A Space-time Approach to Entropy-Stable Discontinuous Galerkin and Flux Reconstruction
This work addresses computational efficiency and stability in numerical simulations for fluid dynamics, though it appears incremental as it builds on existing flux reconstruction and discontinuous Galerkin methods.
The authors tackled the problem of achieving fully-discrete entropy stability in high-order space-time discretizations for partial differential equations, resulting in a method that reduces computational cost by up to 70% while maintaining optimal convergence rates for linear advection and Euler equations.

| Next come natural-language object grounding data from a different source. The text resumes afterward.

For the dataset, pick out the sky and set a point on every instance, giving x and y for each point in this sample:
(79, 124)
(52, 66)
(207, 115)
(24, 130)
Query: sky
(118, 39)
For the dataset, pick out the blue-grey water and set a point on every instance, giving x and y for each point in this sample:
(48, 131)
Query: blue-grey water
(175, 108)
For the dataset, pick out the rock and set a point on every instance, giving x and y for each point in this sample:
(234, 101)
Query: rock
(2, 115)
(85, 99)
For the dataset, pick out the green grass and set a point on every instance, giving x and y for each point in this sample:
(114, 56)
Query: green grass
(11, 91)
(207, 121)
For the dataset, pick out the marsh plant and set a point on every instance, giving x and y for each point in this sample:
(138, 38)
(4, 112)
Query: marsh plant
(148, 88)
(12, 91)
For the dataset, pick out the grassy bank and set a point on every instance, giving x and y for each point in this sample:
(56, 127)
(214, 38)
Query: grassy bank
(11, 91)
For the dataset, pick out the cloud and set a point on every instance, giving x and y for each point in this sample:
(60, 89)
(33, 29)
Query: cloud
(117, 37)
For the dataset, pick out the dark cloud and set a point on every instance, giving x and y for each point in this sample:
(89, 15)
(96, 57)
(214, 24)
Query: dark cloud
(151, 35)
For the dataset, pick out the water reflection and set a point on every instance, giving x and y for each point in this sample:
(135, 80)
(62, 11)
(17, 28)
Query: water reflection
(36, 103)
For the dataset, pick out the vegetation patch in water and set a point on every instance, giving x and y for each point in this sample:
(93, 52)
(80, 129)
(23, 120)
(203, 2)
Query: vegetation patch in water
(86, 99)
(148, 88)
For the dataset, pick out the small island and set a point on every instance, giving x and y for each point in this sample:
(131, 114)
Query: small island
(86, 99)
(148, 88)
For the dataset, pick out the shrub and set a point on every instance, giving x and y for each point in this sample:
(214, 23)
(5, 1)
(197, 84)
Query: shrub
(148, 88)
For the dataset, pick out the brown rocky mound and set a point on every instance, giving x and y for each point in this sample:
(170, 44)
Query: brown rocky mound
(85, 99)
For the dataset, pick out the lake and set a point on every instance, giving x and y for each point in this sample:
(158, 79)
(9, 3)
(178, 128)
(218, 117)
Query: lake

We present a high-order space-time discretization equipped with fully-discrete entropy stability properties for general choices of volume and surface quadrature rules. The formulation uses flux reconstruction (FR) in the spatial dimension paired with a discontinuous Galerkin (DG) method in the temporal dimension. The result is a fully-implicit system using polynomial bases in space and time. An energy-stable discretization is applied to the linear advection equation, yielding optimal $p+1$ convergence for small FR correction parameters and $p$ convergence at the same filter strength as method-of-lines implementations. We can thus recover the space-time equivalent to schemes such as DG, Huynh's FR, or spectral difference through a single parameter $c$. We follow with a similar space-time nonlinearly-stable flux reconstruction (ST-NSFR) scheme, which uses skew-symmetric stiffness operators in both space and time. The ST-NSFR scheme is fully-discretely entropy preserving using the $c_{DG}$ parameter or entropy-stable for small $c$. Numerical experiments using the linear advection and Euler equations confirm convergence orders and stability properties. The advantage of FR in a space-time context is demonstrated by a reduction in computational cost up to about $70\%$ as $c$ is increased.